Mi resi conto, per farla breve, che in quel processo, interessante per molti aspetti, le «masse diseredate» stavano recitando il ruolo di massa d’urto delle varie fazioni politiche e sociali che si contendevano il potere: chi per raffreddare le «riforme economiche» varate dal Pavone di Teheran (anche sotto la pressione degli Stati Uniti e del Fondo Monetario Internazionale), le quali avevano generato un drastico peggioramento nelle condizioni di vita e di lavoro del proletariato; chi per sabotarle del tutto, puntando esclusivamente sulla rendita petrolifera, e chi, infine, per portare il Paese rapidamente e definitivamente su un sentiero di sviluppo sociale «all’occidentale». Sappiamo tutti com’è andata a finire. Naturalmente in quel processo sociale ebbero modo di svilupparsi anche tendenze promettenti dal mio punto di vista, ad esempio l’organizzazione di sindacati e organizzazioni proletarie di vario genere e più o meno indipendenti dall’Islamismo e dallo Stalinismo (molto presente nell’Iran dall’ora); ma in generale mi apparve chiaro come le «masse diseredate» iraniane, peraltro ben disposte alla lotta più cruenta, non fossero scese in campo con un proprio autonomo programma sociale e politico, cosa che aveva impedito loro di diventare una classe sociale cosciente della propria forza e della propria «funzione storica», per dirla con il barbuto di Treviri.

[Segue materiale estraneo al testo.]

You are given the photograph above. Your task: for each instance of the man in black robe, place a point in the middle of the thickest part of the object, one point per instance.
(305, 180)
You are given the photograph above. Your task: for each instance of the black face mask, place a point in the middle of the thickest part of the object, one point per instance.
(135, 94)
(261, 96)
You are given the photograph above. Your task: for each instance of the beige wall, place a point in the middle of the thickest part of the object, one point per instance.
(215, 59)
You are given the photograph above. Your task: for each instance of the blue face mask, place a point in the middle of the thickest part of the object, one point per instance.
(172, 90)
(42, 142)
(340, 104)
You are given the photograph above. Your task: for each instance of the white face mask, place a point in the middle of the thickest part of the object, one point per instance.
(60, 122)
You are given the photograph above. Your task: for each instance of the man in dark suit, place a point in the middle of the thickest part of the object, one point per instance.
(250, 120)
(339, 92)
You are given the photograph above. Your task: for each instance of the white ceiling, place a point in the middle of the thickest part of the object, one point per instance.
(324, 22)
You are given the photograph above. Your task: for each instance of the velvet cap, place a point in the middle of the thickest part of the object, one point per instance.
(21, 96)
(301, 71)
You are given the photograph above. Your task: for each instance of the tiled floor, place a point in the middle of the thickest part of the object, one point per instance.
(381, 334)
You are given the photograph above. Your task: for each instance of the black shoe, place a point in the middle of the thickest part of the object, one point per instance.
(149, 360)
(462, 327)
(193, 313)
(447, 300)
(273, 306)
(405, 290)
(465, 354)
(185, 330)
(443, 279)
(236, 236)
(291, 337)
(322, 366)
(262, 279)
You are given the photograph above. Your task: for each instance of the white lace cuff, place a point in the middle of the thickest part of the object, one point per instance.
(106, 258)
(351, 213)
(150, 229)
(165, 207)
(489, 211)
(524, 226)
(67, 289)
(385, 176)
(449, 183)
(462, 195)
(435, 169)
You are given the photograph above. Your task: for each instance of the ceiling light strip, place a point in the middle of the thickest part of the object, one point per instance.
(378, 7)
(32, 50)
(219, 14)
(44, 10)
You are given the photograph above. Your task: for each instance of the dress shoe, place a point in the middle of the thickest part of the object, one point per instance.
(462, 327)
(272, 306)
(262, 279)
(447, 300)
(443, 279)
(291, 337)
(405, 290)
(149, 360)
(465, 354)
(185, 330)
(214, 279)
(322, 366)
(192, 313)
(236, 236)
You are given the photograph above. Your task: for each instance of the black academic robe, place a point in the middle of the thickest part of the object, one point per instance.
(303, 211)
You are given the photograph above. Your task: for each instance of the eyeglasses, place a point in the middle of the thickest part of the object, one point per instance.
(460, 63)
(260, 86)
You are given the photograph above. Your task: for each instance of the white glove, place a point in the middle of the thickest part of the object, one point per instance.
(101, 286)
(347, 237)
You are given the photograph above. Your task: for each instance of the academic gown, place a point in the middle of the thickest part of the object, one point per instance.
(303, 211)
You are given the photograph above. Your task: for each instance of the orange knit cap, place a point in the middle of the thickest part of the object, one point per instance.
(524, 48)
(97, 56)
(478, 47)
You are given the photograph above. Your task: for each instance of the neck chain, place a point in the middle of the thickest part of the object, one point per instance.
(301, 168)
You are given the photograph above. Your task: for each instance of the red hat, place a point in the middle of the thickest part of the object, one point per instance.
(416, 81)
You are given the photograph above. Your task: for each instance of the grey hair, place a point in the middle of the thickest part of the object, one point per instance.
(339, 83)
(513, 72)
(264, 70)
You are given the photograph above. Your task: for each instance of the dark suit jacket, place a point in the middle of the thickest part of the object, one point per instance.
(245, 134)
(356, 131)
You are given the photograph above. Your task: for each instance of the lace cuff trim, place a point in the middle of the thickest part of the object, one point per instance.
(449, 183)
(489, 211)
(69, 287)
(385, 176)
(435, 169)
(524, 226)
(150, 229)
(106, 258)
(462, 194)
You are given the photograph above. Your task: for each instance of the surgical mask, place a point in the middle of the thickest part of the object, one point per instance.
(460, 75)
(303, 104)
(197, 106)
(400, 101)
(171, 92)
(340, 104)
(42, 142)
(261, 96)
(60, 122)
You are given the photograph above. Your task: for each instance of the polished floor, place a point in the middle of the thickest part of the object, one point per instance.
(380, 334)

Questo per dire che, in generale, l’entusiasmo che sempre sostiene il desiderio del cambiamento non deve mai far premio sull’analisi critica della situazione, pena il rovesciamento della teoria critica in ideologia pseudo rivoluzionaria, disposta a vedere «Rivoluzioni», «nuovi soggetti sociali rivoluzionari» e «cambiamenti di fase» almeno ogni cinque anni.

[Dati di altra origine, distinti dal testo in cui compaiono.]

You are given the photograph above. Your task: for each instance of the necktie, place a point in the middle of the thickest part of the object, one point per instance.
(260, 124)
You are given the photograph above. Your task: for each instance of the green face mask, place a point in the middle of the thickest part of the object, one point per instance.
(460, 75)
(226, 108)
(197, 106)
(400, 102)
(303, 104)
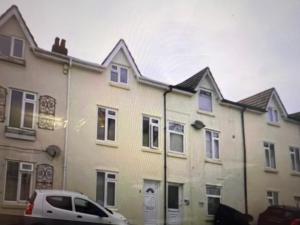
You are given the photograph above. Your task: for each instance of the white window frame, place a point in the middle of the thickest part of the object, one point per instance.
(272, 197)
(294, 159)
(212, 195)
(12, 46)
(24, 100)
(268, 150)
(151, 127)
(199, 98)
(20, 172)
(212, 132)
(108, 116)
(106, 181)
(118, 71)
(176, 132)
(273, 115)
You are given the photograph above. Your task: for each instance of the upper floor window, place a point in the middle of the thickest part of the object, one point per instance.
(150, 132)
(212, 144)
(272, 197)
(295, 158)
(176, 137)
(22, 109)
(18, 181)
(11, 46)
(273, 115)
(270, 155)
(119, 74)
(205, 101)
(106, 127)
(106, 188)
(213, 194)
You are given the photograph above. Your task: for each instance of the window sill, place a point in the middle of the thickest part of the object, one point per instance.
(177, 155)
(213, 161)
(205, 113)
(14, 60)
(295, 173)
(107, 143)
(151, 150)
(271, 170)
(119, 85)
(18, 133)
(274, 124)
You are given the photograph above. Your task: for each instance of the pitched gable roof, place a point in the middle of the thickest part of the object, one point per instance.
(121, 45)
(191, 84)
(13, 11)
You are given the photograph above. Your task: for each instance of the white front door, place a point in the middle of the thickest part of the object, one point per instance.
(175, 212)
(151, 202)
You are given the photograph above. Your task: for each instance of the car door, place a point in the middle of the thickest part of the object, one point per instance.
(87, 212)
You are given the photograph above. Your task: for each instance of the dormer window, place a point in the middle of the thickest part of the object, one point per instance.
(205, 100)
(273, 115)
(11, 47)
(119, 74)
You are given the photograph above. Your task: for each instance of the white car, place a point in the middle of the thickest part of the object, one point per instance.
(57, 207)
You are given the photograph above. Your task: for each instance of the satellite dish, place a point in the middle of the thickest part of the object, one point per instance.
(53, 150)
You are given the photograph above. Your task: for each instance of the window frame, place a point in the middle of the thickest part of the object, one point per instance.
(106, 181)
(18, 200)
(151, 131)
(292, 151)
(199, 97)
(118, 71)
(213, 152)
(175, 132)
(12, 47)
(24, 101)
(272, 197)
(268, 149)
(107, 117)
(212, 196)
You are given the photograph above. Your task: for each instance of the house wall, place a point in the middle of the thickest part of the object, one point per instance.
(261, 180)
(44, 78)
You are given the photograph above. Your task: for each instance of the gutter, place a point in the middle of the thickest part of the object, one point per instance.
(67, 125)
(165, 153)
(244, 160)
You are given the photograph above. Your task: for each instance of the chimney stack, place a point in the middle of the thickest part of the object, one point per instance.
(60, 47)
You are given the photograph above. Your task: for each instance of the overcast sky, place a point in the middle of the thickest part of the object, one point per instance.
(249, 46)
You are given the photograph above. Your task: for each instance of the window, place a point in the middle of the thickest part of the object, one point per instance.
(119, 74)
(61, 202)
(173, 196)
(272, 197)
(212, 144)
(176, 137)
(106, 127)
(273, 115)
(18, 181)
(205, 101)
(11, 46)
(295, 158)
(85, 206)
(106, 189)
(150, 132)
(22, 109)
(213, 194)
(270, 155)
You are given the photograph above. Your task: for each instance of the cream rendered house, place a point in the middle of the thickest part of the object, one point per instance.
(273, 153)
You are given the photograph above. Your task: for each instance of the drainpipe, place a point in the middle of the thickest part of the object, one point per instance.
(67, 125)
(165, 153)
(244, 160)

In secondo luogo, e cosa assai più importante, io m’interesso della «Primavera Araba» e simili, non per parlare alle «masse diseredate» di quella parte di mondo (il mio narcisismo e il mio velleitarismo, ancorché obesi, non mi sollevano a simili vette di ingenua imbecillità), ma per comunicare a quei pochi interlocutori che hanno la bontà di “leggermi” questo fondamentale concetto: cerchiamo di non investire troppo sul coraggio e sulla disperazione degli altri. Per dirla con una battuta comica, «è facile fare la “Rivoluzione”, con la pelle degli altri!» Dalla fine della seconda guerra mondiale, l’Occidente sterile di Eventi Catastrofici, ha cercato ovunque nel mondo quelle «rivoluzioni» che non ha saputo partorire dal proprio ventre obeso di merci e di illusioni d’ogni genere (a partire dalla madre di tutte le feticistiche illusioni: quella secondo la quale in regime democratico «il Popolo è Sovrano»).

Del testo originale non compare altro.